The problem isn't that its a dynamic type system, but that the type system ignores things which are clearly problems.

> That's not really a Javascript problem. That's a dynamically typed language problem.

I disagree; I do a lot of work in both dynamic and strongly typed languages. Most often, when I find a bug "not where the error occurs," it's because, for example, I'm accidentally computing a minimum and later assuming it to be a maximum. Unit tests catch most of this, so such debugging puzzles usually happen to me in fresh new code with unstable interfaces...

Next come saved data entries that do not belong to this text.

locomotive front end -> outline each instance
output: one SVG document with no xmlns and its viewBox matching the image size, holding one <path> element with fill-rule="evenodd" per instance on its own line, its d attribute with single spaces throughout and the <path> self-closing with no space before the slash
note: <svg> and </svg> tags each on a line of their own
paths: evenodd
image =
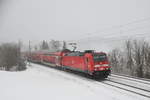
<svg viewBox="0 0 150 100">
<path fill-rule="evenodd" d="M 95 77 L 107 78 L 111 72 L 111 67 L 105 53 L 93 53 L 93 75 Z"/>
</svg>

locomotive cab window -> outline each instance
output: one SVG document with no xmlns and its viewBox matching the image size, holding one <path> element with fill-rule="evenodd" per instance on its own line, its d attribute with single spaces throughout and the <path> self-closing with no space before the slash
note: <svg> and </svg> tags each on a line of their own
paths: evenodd
<svg viewBox="0 0 150 100">
<path fill-rule="evenodd" d="M 94 61 L 106 61 L 107 56 L 106 56 L 106 54 L 94 54 L 93 59 L 94 59 Z"/>
</svg>

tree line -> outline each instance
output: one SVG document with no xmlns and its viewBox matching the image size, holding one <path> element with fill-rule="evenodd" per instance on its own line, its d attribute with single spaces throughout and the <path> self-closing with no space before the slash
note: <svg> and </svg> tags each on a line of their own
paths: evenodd
<svg viewBox="0 0 150 100">
<path fill-rule="evenodd" d="M 67 48 L 67 44 L 65 41 L 62 42 L 58 41 L 58 40 L 51 40 L 49 42 L 47 42 L 46 40 L 43 40 L 40 42 L 39 45 L 35 45 L 34 46 L 34 50 L 49 50 L 52 52 L 55 51 L 60 51 L 62 49 L 66 49 Z"/>
<path fill-rule="evenodd" d="M 0 45 L 0 69 L 6 71 L 26 69 L 24 59 L 21 57 L 20 43 L 3 43 Z"/>
<path fill-rule="evenodd" d="M 150 44 L 144 40 L 127 40 L 123 48 L 109 53 L 113 73 L 150 78 Z"/>
<path fill-rule="evenodd" d="M 0 70 L 20 71 L 26 69 L 26 63 L 23 52 L 21 52 L 21 42 L 19 43 L 3 43 L 0 45 Z M 34 45 L 32 50 L 48 50 L 51 52 L 66 49 L 66 42 L 61 43 L 58 40 L 47 42 L 43 40 L 39 45 Z"/>
</svg>

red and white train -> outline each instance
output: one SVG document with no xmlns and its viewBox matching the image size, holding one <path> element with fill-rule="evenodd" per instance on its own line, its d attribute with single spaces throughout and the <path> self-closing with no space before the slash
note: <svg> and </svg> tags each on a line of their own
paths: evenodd
<svg viewBox="0 0 150 100">
<path fill-rule="evenodd" d="M 92 76 L 93 78 L 107 78 L 111 72 L 107 55 L 104 52 L 70 51 L 60 52 L 32 52 L 29 60 L 53 67 L 78 71 Z"/>
</svg>

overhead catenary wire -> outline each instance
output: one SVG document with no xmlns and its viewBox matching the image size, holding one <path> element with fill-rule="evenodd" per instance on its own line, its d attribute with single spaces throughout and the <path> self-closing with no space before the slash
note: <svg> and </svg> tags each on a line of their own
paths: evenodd
<svg viewBox="0 0 150 100">
<path fill-rule="evenodd" d="M 139 29 L 144 29 L 147 26 L 130 28 L 131 25 L 136 26 L 136 24 L 140 24 L 142 22 L 149 22 L 149 21 L 150 21 L 150 17 L 146 17 L 146 18 L 131 21 L 131 22 L 128 22 L 128 23 L 125 23 L 125 24 L 111 26 L 109 28 L 104 28 L 104 29 L 99 30 L 99 31 L 84 33 L 85 34 L 84 36 L 88 36 L 88 39 L 89 39 L 90 37 L 92 38 L 93 35 L 96 35 L 96 36 L 99 35 L 99 34 L 106 34 L 106 35 L 114 34 L 115 35 L 115 33 L 122 34 L 124 32 L 136 31 L 136 30 L 139 30 Z M 129 27 L 130 29 L 127 29 L 127 27 Z M 149 22 L 148 28 L 149 27 L 150 27 L 150 22 Z M 87 38 L 87 37 L 83 37 L 79 40 L 82 40 L 82 39 L 85 39 L 85 38 Z"/>
</svg>

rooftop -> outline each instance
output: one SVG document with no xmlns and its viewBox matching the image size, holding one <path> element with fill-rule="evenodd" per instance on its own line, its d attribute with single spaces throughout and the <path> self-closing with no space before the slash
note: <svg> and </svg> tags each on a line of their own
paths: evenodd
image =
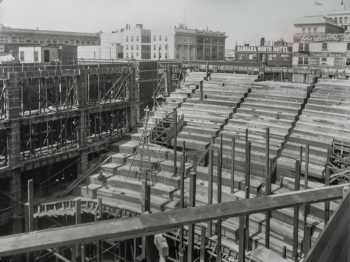
<svg viewBox="0 0 350 262">
<path fill-rule="evenodd" d="M 338 27 L 338 25 L 332 19 L 326 16 L 304 16 L 302 18 L 299 18 L 295 23 L 295 25 L 310 24 L 329 24 Z"/>
<path fill-rule="evenodd" d="M 0 25 L 0 33 L 58 35 L 58 36 L 75 36 L 75 37 L 79 37 L 79 36 L 99 37 L 100 36 L 100 33 L 82 33 L 82 32 L 67 32 L 67 31 L 56 31 L 56 30 L 13 28 L 13 27 L 4 26 L 4 25 Z"/>
</svg>

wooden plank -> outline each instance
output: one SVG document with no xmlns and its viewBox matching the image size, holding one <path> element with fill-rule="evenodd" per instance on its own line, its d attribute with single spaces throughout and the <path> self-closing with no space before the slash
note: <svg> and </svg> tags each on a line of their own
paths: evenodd
<svg viewBox="0 0 350 262">
<path fill-rule="evenodd" d="M 350 184 L 0 237 L 0 256 L 74 245 L 81 241 L 132 239 L 172 230 L 180 225 L 206 222 L 210 219 L 225 219 L 266 212 L 268 210 L 283 209 L 305 203 L 312 204 L 326 200 L 341 199 L 343 197 L 343 188 L 348 186 Z"/>
</svg>

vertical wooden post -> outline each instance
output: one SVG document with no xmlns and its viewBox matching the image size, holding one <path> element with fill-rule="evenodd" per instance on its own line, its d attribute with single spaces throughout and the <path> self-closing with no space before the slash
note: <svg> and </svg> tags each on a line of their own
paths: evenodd
<svg viewBox="0 0 350 262">
<path fill-rule="evenodd" d="M 271 195 L 271 171 L 270 171 L 270 128 L 265 131 L 265 195 Z M 270 220 L 271 211 L 266 212 L 265 247 L 270 248 Z"/>
<path fill-rule="evenodd" d="M 303 252 L 305 257 L 311 248 L 313 227 L 314 225 L 306 225 L 304 229 Z"/>
<path fill-rule="evenodd" d="M 177 109 L 174 109 L 174 128 L 175 128 L 175 136 L 174 136 L 174 176 L 177 175 Z"/>
<path fill-rule="evenodd" d="M 250 175 L 251 175 L 251 142 L 248 141 L 245 148 L 245 198 L 250 198 Z M 249 249 L 249 215 L 245 216 L 246 247 Z"/>
<path fill-rule="evenodd" d="M 185 170 L 185 162 L 186 161 L 186 142 L 183 141 L 182 143 L 182 164 L 181 164 L 181 184 L 180 184 L 180 190 L 181 190 L 181 195 L 180 195 L 180 207 L 185 208 L 185 175 L 186 175 L 186 170 Z M 184 253 L 185 253 L 185 245 L 184 245 L 184 227 L 180 227 L 180 243 L 179 243 L 179 258 L 180 262 L 184 261 Z"/>
<path fill-rule="evenodd" d="M 27 199 L 27 232 L 34 230 L 34 185 L 33 180 L 28 180 L 27 184 L 27 192 L 28 192 L 28 199 Z"/>
<path fill-rule="evenodd" d="M 222 200 L 222 140 L 223 135 L 220 136 L 220 149 L 218 151 L 218 159 L 217 159 L 217 203 L 221 203 Z M 216 262 L 221 262 L 222 254 L 221 254 L 221 218 L 217 220 L 217 244 L 216 244 Z"/>
<path fill-rule="evenodd" d="M 212 137 L 212 141 L 209 148 L 209 165 L 208 165 L 208 205 L 213 204 L 213 180 L 214 180 L 214 143 L 215 138 Z M 211 237 L 213 232 L 213 221 L 208 221 L 208 237 Z"/>
<path fill-rule="evenodd" d="M 146 176 L 147 176 L 146 171 Z M 143 189 L 144 189 L 144 207 L 143 212 L 150 212 L 151 211 L 151 186 L 149 185 L 148 181 L 143 182 Z"/>
<path fill-rule="evenodd" d="M 95 220 L 97 221 L 98 218 L 99 219 L 102 219 L 102 215 L 103 215 L 103 209 L 102 209 L 102 198 L 99 198 L 98 199 L 98 210 L 97 210 L 97 217 L 95 218 Z M 103 254 L 102 254 L 102 241 L 101 240 L 98 240 L 96 241 L 96 261 L 97 262 L 102 262 L 103 260 Z"/>
<path fill-rule="evenodd" d="M 200 97 L 201 97 L 201 102 L 204 100 L 204 92 L 203 92 L 203 80 L 199 82 L 199 90 L 200 90 Z"/>
<path fill-rule="evenodd" d="M 201 229 L 201 247 L 199 261 L 205 262 L 206 227 L 202 226 Z"/>
<path fill-rule="evenodd" d="M 300 173 L 301 173 L 301 163 L 299 160 L 295 162 L 295 180 L 294 180 L 294 190 L 300 190 Z M 293 216 L 293 259 L 298 261 L 298 240 L 299 233 L 299 206 L 294 207 L 294 216 Z"/>
<path fill-rule="evenodd" d="M 326 166 L 326 170 L 325 170 L 325 178 L 324 178 L 324 183 L 325 186 L 329 186 L 330 184 L 330 176 L 331 176 L 331 172 L 328 166 Z M 325 201 L 324 202 L 324 223 L 327 224 L 330 218 L 330 202 L 329 201 Z"/>
<path fill-rule="evenodd" d="M 31 232 L 34 230 L 34 186 L 33 180 L 29 179 L 27 183 L 27 203 L 25 212 L 25 228 L 26 232 Z M 31 260 L 31 254 L 26 254 L 26 260 Z"/>
<path fill-rule="evenodd" d="M 304 173 L 304 189 L 309 187 L 309 161 L 310 161 L 310 146 L 306 144 L 305 146 L 305 173 Z M 311 248 L 311 233 L 312 228 L 307 224 L 307 218 L 310 213 L 310 205 L 305 204 L 304 206 L 304 254 L 306 255 Z"/>
<path fill-rule="evenodd" d="M 81 224 L 81 200 L 80 199 L 75 201 L 75 224 L 76 225 Z M 80 253 L 80 247 L 79 247 L 79 244 L 76 244 L 74 255 L 78 257 L 79 253 Z"/>
<path fill-rule="evenodd" d="M 196 165 L 197 163 L 195 163 Z M 196 169 L 196 167 L 194 167 Z M 191 170 L 190 176 L 190 206 L 196 206 L 196 183 L 197 174 L 195 170 Z M 194 247 L 194 224 L 188 227 L 188 247 L 187 247 L 187 261 L 193 261 L 193 247 Z"/>
<path fill-rule="evenodd" d="M 309 187 L 309 162 L 310 162 L 310 145 L 305 147 L 305 174 L 304 174 L 304 187 Z"/>
<path fill-rule="evenodd" d="M 232 152 L 231 152 L 231 193 L 235 192 L 235 151 L 236 151 L 236 137 L 232 137 Z"/>
<path fill-rule="evenodd" d="M 84 243 L 81 243 L 81 251 L 80 251 L 80 259 L 81 259 L 81 262 L 85 262 L 85 245 Z"/>
<path fill-rule="evenodd" d="M 245 262 L 245 244 L 246 244 L 246 229 L 245 229 L 245 217 L 239 217 L 239 262 Z"/>
</svg>

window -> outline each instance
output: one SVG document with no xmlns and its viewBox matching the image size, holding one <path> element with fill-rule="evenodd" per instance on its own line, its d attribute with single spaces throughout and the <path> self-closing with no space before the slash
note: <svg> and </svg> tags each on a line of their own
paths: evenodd
<svg viewBox="0 0 350 262">
<path fill-rule="evenodd" d="M 131 41 L 131 42 L 134 42 L 134 36 L 131 36 L 131 37 L 130 37 L 130 41 Z"/>
<path fill-rule="evenodd" d="M 309 58 L 307 56 L 298 57 L 298 65 L 308 65 L 308 64 L 309 64 Z"/>
<path fill-rule="evenodd" d="M 167 42 L 168 41 L 168 37 L 167 36 L 165 36 L 165 42 Z"/>
<path fill-rule="evenodd" d="M 156 58 L 157 58 L 156 53 L 154 53 L 154 54 L 153 54 L 153 58 L 154 58 L 154 59 L 156 59 Z"/>
<path fill-rule="evenodd" d="M 350 51 L 350 43 L 346 44 L 346 50 Z"/>
<path fill-rule="evenodd" d="M 344 17 L 344 24 L 347 24 L 348 23 L 348 17 Z"/>
<path fill-rule="evenodd" d="M 304 44 L 304 51 L 305 51 L 305 52 L 309 52 L 309 51 L 310 51 L 310 45 L 309 45 L 309 43 L 305 43 L 305 44 Z"/>
<path fill-rule="evenodd" d="M 304 52 L 304 44 L 299 43 L 299 52 Z"/>
<path fill-rule="evenodd" d="M 338 17 L 334 18 L 335 23 L 338 24 Z"/>
<path fill-rule="evenodd" d="M 299 56 L 298 58 L 298 65 L 302 65 L 303 64 L 303 58 L 301 56 Z"/>
<path fill-rule="evenodd" d="M 303 27 L 303 29 L 302 29 L 302 30 L 303 30 L 303 33 L 305 33 L 305 27 Z"/>
<path fill-rule="evenodd" d="M 314 27 L 314 32 L 317 32 L 317 27 Z"/>
<path fill-rule="evenodd" d="M 161 35 L 159 35 L 159 41 L 162 41 L 162 36 Z"/>
<path fill-rule="evenodd" d="M 321 65 L 327 64 L 327 57 L 321 58 Z"/>
<path fill-rule="evenodd" d="M 24 51 L 19 52 L 19 59 L 24 61 Z"/>
<path fill-rule="evenodd" d="M 343 18 L 342 17 L 339 18 L 339 24 L 343 24 Z"/>
<path fill-rule="evenodd" d="M 50 50 L 44 50 L 44 63 L 50 62 Z"/>
<path fill-rule="evenodd" d="M 327 50 L 328 50 L 328 44 L 322 43 L 322 51 L 327 51 Z"/>
<path fill-rule="evenodd" d="M 136 36 L 136 42 L 140 41 L 139 36 Z"/>
<path fill-rule="evenodd" d="M 350 65 L 350 58 L 346 58 L 346 65 Z"/>
<path fill-rule="evenodd" d="M 165 45 L 165 50 L 168 50 L 168 44 Z"/>
<path fill-rule="evenodd" d="M 39 62 L 39 52 L 38 51 L 34 51 L 34 62 Z"/>
<path fill-rule="evenodd" d="M 153 50 L 157 50 L 157 47 L 156 47 L 156 45 L 153 45 Z"/>
</svg>

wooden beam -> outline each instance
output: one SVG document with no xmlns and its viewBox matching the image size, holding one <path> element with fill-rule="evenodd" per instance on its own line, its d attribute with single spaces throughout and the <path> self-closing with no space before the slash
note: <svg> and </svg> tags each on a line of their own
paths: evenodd
<svg viewBox="0 0 350 262">
<path fill-rule="evenodd" d="M 266 212 L 268 210 L 283 209 L 305 203 L 312 204 L 341 199 L 343 197 L 343 188 L 346 186 L 350 186 L 350 184 L 4 236 L 0 237 L 0 257 L 59 246 L 69 246 L 81 241 L 132 239 L 170 231 L 180 225 L 206 222 L 210 219 L 225 219 Z"/>
<path fill-rule="evenodd" d="M 200 246 L 200 256 L 199 262 L 205 262 L 205 246 L 206 246 L 206 227 L 201 227 L 201 246 Z"/>
<path fill-rule="evenodd" d="M 186 142 L 182 143 L 182 161 L 181 161 L 181 181 L 180 181 L 180 208 L 185 208 L 185 176 L 186 176 Z M 179 258 L 180 262 L 184 261 L 185 245 L 184 245 L 184 227 L 180 226 L 180 244 Z"/>
<path fill-rule="evenodd" d="M 214 143 L 215 138 L 212 137 L 212 141 L 209 148 L 209 164 L 208 164 L 208 205 L 213 204 L 213 183 L 214 183 Z M 213 221 L 208 221 L 208 237 L 211 237 L 213 232 Z"/>
<path fill-rule="evenodd" d="M 302 152 L 302 150 L 300 150 Z M 294 178 L 294 190 L 300 190 L 300 173 L 301 173 L 301 162 L 297 160 L 295 162 L 295 178 Z M 299 260 L 298 248 L 299 248 L 299 206 L 294 206 L 293 215 L 293 258 L 297 262 Z"/>
<path fill-rule="evenodd" d="M 265 131 L 265 194 L 271 194 L 271 173 L 270 173 L 270 128 L 266 128 Z M 265 214 L 266 226 L 265 226 L 265 247 L 270 248 L 270 220 L 271 211 L 267 211 Z"/>
<path fill-rule="evenodd" d="M 197 174 L 195 171 L 191 170 L 191 174 L 190 174 L 190 206 L 191 207 L 196 206 L 196 191 L 197 191 L 196 186 L 197 186 Z M 194 234 L 195 234 L 194 226 L 195 226 L 194 223 L 191 223 L 188 229 L 187 261 L 193 261 Z"/>
<path fill-rule="evenodd" d="M 174 176 L 177 176 L 177 109 L 174 109 L 174 128 L 175 128 L 175 137 L 174 137 Z"/>
<path fill-rule="evenodd" d="M 235 153 L 236 153 L 236 137 L 232 137 L 232 151 L 231 151 L 231 193 L 235 192 Z"/>
</svg>

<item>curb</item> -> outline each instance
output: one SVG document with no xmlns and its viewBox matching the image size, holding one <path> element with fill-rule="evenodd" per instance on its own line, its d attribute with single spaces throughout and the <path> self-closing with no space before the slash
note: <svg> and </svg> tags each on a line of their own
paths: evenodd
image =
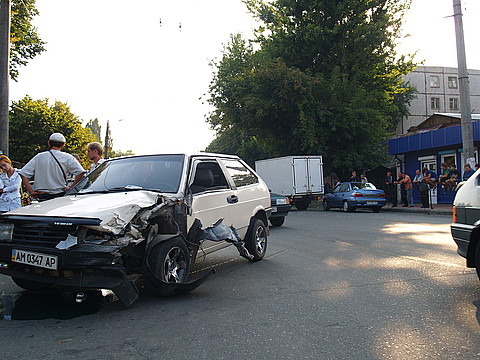
<svg viewBox="0 0 480 360">
<path fill-rule="evenodd" d="M 313 211 L 323 211 L 322 205 L 311 204 L 308 210 Z M 452 209 L 422 209 L 422 208 L 411 208 L 411 207 L 382 207 L 380 212 L 403 212 L 403 213 L 414 213 L 414 214 L 427 214 L 427 215 L 450 215 L 452 216 Z"/>
</svg>

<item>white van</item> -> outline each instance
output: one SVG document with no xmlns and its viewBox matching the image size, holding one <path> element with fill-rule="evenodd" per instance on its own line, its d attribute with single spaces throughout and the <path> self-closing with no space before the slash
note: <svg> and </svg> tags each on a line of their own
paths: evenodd
<svg viewBox="0 0 480 360">
<path fill-rule="evenodd" d="M 480 170 L 461 184 L 453 205 L 451 231 L 457 252 L 480 277 Z"/>
</svg>

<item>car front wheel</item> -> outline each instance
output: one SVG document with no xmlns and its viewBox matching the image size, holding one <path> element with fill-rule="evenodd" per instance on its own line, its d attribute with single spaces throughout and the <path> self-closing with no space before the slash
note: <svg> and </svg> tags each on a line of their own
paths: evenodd
<svg viewBox="0 0 480 360">
<path fill-rule="evenodd" d="M 182 239 L 163 241 L 154 246 L 147 256 L 144 282 L 148 292 L 167 296 L 171 292 L 171 284 L 180 284 L 187 280 L 190 257 L 187 245 Z"/>
<path fill-rule="evenodd" d="M 252 261 L 262 260 L 267 251 L 267 229 L 262 220 L 255 219 L 245 239 L 245 247 L 253 255 Z"/>
<path fill-rule="evenodd" d="M 352 212 L 352 211 L 355 211 L 355 208 L 354 208 L 353 206 L 350 206 L 350 205 L 348 204 L 348 201 L 345 200 L 345 201 L 343 202 L 343 211 L 345 211 L 345 212 Z"/>
<path fill-rule="evenodd" d="M 328 205 L 328 202 L 326 200 L 323 200 L 323 210 L 330 210 L 330 205 Z"/>
<path fill-rule="evenodd" d="M 285 216 L 270 218 L 270 223 L 272 224 L 272 226 L 282 226 L 284 222 Z"/>
</svg>

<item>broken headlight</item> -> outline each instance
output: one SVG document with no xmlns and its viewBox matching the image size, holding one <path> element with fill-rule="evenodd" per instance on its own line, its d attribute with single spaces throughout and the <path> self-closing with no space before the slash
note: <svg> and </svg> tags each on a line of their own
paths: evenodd
<svg viewBox="0 0 480 360">
<path fill-rule="evenodd" d="M 13 224 L 0 223 L 0 242 L 11 242 L 13 236 Z"/>
</svg>

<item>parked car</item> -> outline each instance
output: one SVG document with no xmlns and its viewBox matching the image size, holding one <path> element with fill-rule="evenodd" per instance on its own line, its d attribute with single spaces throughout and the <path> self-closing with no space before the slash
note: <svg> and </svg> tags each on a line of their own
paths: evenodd
<svg viewBox="0 0 480 360">
<path fill-rule="evenodd" d="M 451 232 L 457 253 L 480 277 L 480 170 L 457 187 Z"/>
<path fill-rule="evenodd" d="M 137 284 L 184 293 L 197 257 L 233 244 L 250 261 L 267 249 L 270 194 L 236 156 L 111 159 L 65 196 L 0 216 L 0 273 L 25 289 L 111 289 L 125 305 Z M 208 274 L 207 274 L 208 275 Z"/>
<path fill-rule="evenodd" d="M 285 222 L 285 216 L 288 215 L 290 208 L 290 200 L 288 197 L 270 193 L 271 205 L 272 205 L 272 215 L 270 216 L 270 224 L 272 226 L 282 226 Z"/>
<path fill-rule="evenodd" d="M 386 203 L 385 192 L 377 190 L 371 183 L 343 182 L 337 184 L 333 192 L 325 194 L 323 210 L 341 208 L 350 212 L 357 208 L 366 208 L 379 212 Z"/>
</svg>

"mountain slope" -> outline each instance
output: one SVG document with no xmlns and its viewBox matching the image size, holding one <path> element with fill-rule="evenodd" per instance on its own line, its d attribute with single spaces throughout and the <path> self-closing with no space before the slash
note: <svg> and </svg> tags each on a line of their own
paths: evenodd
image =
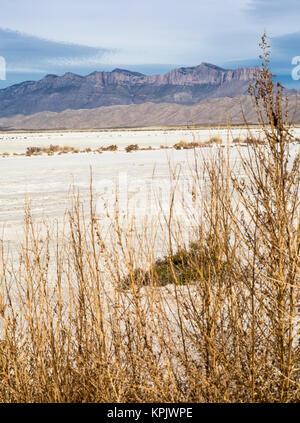
<svg viewBox="0 0 300 423">
<path fill-rule="evenodd" d="M 108 106 L 89 110 L 41 112 L 32 116 L 0 119 L 6 129 L 101 129 L 171 127 L 191 125 L 243 124 L 243 107 L 248 123 L 256 123 L 249 96 L 215 98 L 186 106 L 170 103 L 143 103 Z M 299 117 L 299 116 L 298 116 Z"/>
<path fill-rule="evenodd" d="M 207 98 L 245 94 L 255 70 L 226 70 L 202 63 L 165 75 L 147 76 L 124 69 L 85 77 L 73 73 L 47 75 L 37 82 L 0 90 L 0 117 L 146 102 L 192 105 Z"/>
</svg>

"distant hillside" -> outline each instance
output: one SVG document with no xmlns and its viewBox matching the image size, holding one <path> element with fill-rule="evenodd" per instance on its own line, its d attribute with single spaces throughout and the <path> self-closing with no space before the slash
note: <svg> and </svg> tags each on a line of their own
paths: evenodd
<svg viewBox="0 0 300 423">
<path fill-rule="evenodd" d="M 191 126 L 256 123 L 256 114 L 249 96 L 218 98 L 192 106 L 180 104 L 133 104 L 100 107 L 89 110 L 66 110 L 61 113 L 42 112 L 32 116 L 0 119 L 0 127 L 7 129 L 91 129 L 129 128 L 149 126 Z"/>
<path fill-rule="evenodd" d="M 0 90 L 0 117 L 148 102 L 192 105 L 208 98 L 233 98 L 247 93 L 255 70 L 226 70 L 202 63 L 165 75 L 147 76 L 123 69 L 93 72 L 85 77 L 73 73 L 47 75 L 37 82 Z M 163 109 L 166 107 L 170 108 Z"/>
</svg>

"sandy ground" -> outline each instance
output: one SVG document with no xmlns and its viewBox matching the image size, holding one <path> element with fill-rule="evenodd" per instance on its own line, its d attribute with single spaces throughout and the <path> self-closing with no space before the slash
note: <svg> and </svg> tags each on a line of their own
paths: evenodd
<svg viewBox="0 0 300 423">
<path fill-rule="evenodd" d="M 300 130 L 297 130 L 300 135 Z M 4 152 L 23 153 L 28 146 L 47 147 L 50 144 L 70 145 L 76 148 L 98 148 L 116 144 L 120 151 L 97 153 L 66 154 L 48 157 L 0 157 L 0 238 L 13 240 L 19 236 L 24 221 L 26 196 L 30 198 L 33 215 L 37 218 L 61 219 L 69 202 L 68 193 L 74 184 L 87 201 L 89 196 L 90 169 L 93 172 L 96 195 L 103 188 L 103 181 L 115 183 L 116 178 L 127 178 L 130 185 L 139 181 L 160 180 L 167 189 L 169 162 L 187 170 L 193 162 L 192 150 L 157 150 L 124 152 L 129 144 L 140 147 L 172 146 L 184 140 L 205 141 L 212 135 L 221 136 L 224 143 L 228 139 L 227 130 L 197 131 L 123 131 L 123 132 L 70 132 L 70 133 L 24 133 L 0 134 L 0 154 Z M 246 137 L 247 131 L 234 129 L 230 138 Z M 213 147 L 219 148 L 217 146 Z M 211 151 L 213 149 L 201 149 Z M 233 160 L 238 158 L 236 147 L 230 149 Z M 299 151 L 299 144 L 293 146 Z M 121 176 L 120 176 L 121 175 Z M 165 182 L 164 182 L 165 181 Z M 102 184 L 102 185 L 101 185 Z M 100 188 L 99 188 L 100 187 Z M 101 188 L 102 187 L 102 188 Z M 134 191 L 136 187 L 133 187 Z"/>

JavaScript does a lot more implicit coercions in bad ways than Python does.
No, it's definitely a JavaScript problem. Dynamic languages like Python are perfectly capable of throwing exceptions when you reference a property that doesn't exist.

Failing silently makes sense in a language like C, where performance is a high priority and you can avoid adding assertions for performance. But JavaScript has to add an assertion to return an undefined value anyway, so you're not even getting a performance benefit from it. It's purely bad design with no benefit.

Coming from python, my other least favorite javascript-ism is that you can call functions with the wrong number of parameters and it'll just set the missing ones as undefined and assume that's what you meant to do.

Maybe people who are used to js take advantage of this and do it on purpose, but from my perspective all it's done is take mistakes and move the errors farther downstream so that you can't trivially find where the problem started.

If I wanted a function to accept a variable number of parameters or have default values for a parameter that can be omitted, I would much rather have to have to define that behavior per function.

It's a weakly typed language problem, static vs dynamic typing has nothing to do with it.